Artists Kok Yew Puah (1947 – 1999) and Samsudin Wahab, 29, commonly feature an element of theatricality in their works. Puah and Buden (as Samsudin is popularly known) combine external aesthetics with painting to communicate hidden meanings.
Often, motifs such as the camera, viewfinder, colour checker or viewfinder grid appear in Kok’s work. It is a conscious way of framing his subject such as in Camera View of Two Tourists in a Malaysian Town (1995). Rather than presenting the artifice of a carefully composed image, Puah’s works are deliberate constructed paintings about composing a scene. The idea is playful, especially in works like Self Portrait in Deep Thought (1993) which depict humour. The viewfinder grid maps the upper half of Puah’s face in this oversized portrait, designed like a film strip. Wearing sunglasses, his giant face stares blankly into the lens, which to us is the outward part of the canvas. The painting has no pretensions of visual depth, especially since it aspires to be a sort of photograph in the making. And it contrasts with his supposed internal state. Rather like a pre-Instagram self-snapshot, Puah seems rather ahead of his time.
Puah’s work tackled more pressing issues. In Masks and the Modern Man (1993), he employs the mask, the symbol of Greek theatre, to demonstrate the shifting dynamics of an increasingly urbanized society. A Volkswagen beetle is contrasted with a wayang, the Western suit of the middle figure is juxtaposed to the shirtless men flanking him. All three men are masked. It seems to question how tradition is affected in light of modernization.
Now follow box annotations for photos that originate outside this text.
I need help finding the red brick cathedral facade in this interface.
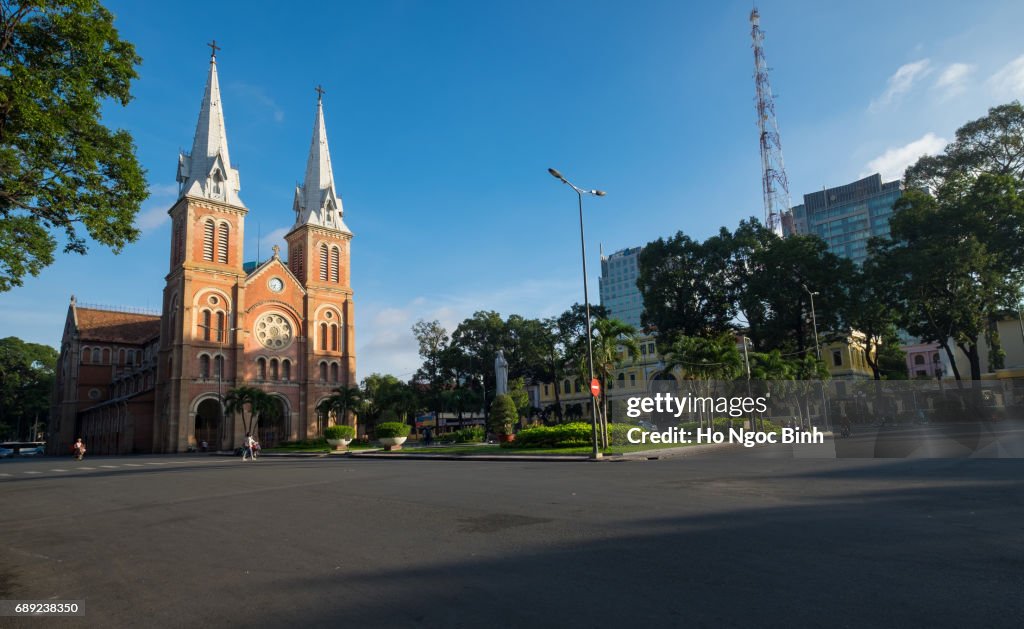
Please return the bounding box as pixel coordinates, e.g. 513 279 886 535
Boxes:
48 53 356 454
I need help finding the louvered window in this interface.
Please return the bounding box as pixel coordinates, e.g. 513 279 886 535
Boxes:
217 222 228 264
203 218 214 262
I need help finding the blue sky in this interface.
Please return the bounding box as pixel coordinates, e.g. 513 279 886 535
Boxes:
0 0 1024 378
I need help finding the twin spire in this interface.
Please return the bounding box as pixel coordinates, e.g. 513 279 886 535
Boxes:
177 46 350 234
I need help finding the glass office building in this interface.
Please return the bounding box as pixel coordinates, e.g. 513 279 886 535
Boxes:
600 247 643 330
783 174 901 264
There is a sense of reconciliation of tradition with new forms in Puah’s work, drawing from the medium of photography as he does.
Puah shows us how the medium of paint can be successfully divorced from painterly principles. Buden’s work follows suit. His paintings reflect the influence of graphic design and comic culture in his thought process. The overall effect of his work appears two-dimensional, seeming more like pictures or advertisements to be found in old Westerns or carnival culture. Furthermore, his works do not seem to adhere to any serious colour theory. He has a recurring palette of extremely dark colours – black tones and dirty-looking creams – that seems to advance the conviction of the vintage tropes he uses.
Buden also, on occasion, paints over the frames of his painting, such as in The Old Gun Man and The Money Juggler (both 2009). When convention dictates that canvases are to be framed, Buden dissociates the work as a painting by blurring painting and object. By painting on the ornate frames, his work acquires a visual depth that his style does not allow for. As such, ideas and political satire are the main focus of his work. Buden won the Malaysian Emerging Artists award in the same year these ‘paintings’ were made.
Of all the “young” artists on the radar of discerning collectors, Buden, 29, is perhaps the most promising and daring. His innate sense of public outrage at socio-political issues reflected in his artwork of absurd circus-like scenes such as in See For Nothing (2008) speaks volumes of his commitment to speaking out for the voiceless.
Both Buden and Puah created a distinct style through mobilising the element of artifice in their works. The shared sense of spectacle and looking, and being looked at, is evident in both their works. At the same time, neither of them plainly accept this state of being, rather they take it to epic proportions and push the boundaries of painting.